Está disponível no site do governo federal (www.gov.br) o Livro Branco de Defesa Nacional (LBDN) encaminhado ao Congresso em 20 de julho de 2020, ou seja, há quase quatro anos. Como diz a sua apresentação, “é o mais completo e acabado documento acerca das atividades de defesa do Brasil”. Apresentado em meados do governo de Jair Bolsonaro, o texto original fora concluído em 2012. Os ex-ministros da Defesa Nelson Jobim e Raul Jungmann estão entre os que mais se empenharam para que fosse consolidado.
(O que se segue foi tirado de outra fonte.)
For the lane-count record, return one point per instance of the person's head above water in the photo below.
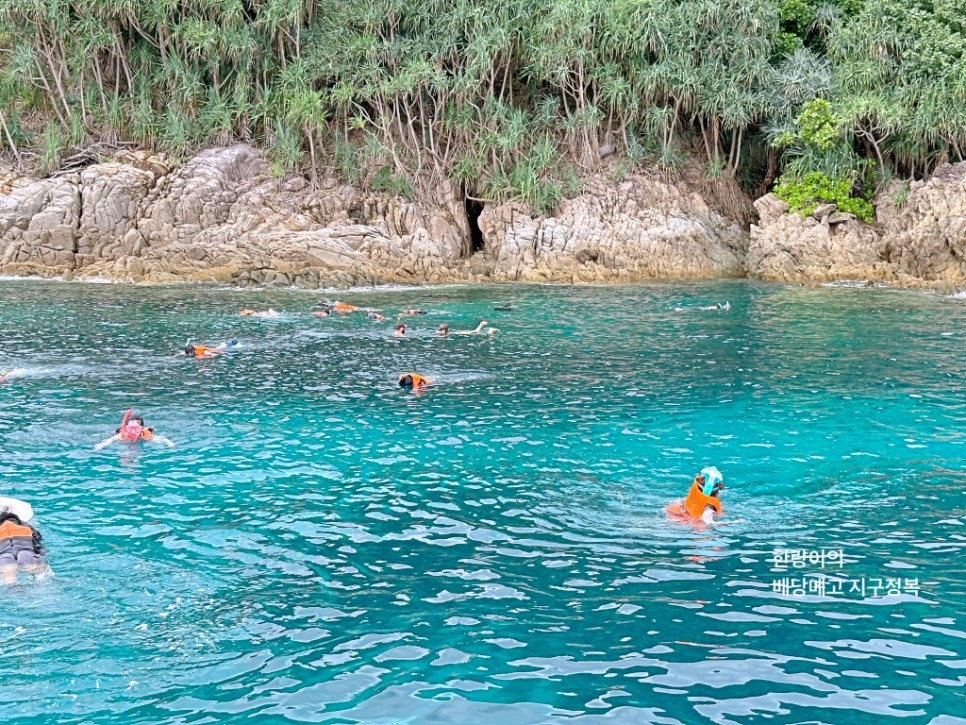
(710, 480)
(412, 380)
O documento dorme nas gavetas do Congresso, nem os políticos nem os militares quiseram discutir esse assunto: “vocês não mexem conosco que também não mexemos com vocês”. Errado. Enquanto o Congresso se omitia, o ex-presidente Jair Bolsonaro trabalhava dia e noite para desmoralizar o processo eleitoral brasileiro, de onde vem o “governo do povo, pelo povo e para o povo”, com o propósito de implantar um regime “iliberal” e se manter no poder, com apoio das Forças Armadas. Para isso, cevou o Congresso com verbas e tentou subjugar o Supremo Tribunal Federal (STF).

Bolsonaro supostamente tentou dar um golpe de estado antes, durante e depois das eleições de 2022. Na linha do ex-governador carioca Carlos Lacerda (UDN): “O sr. Getúlio Vargas, senador, não deve ser candidato à presidência. Candidato, não deve ser eleito. Eleito, não deve tomar posse. Empossado, devemos recorrer à revolução para impedi-lo de governar”(Advertência oportuna, Tribuna da Imprensa, 1º de junho de 1950). Esse roteiro viria a se repetir como farsa em 8 de janeiro do ano passado.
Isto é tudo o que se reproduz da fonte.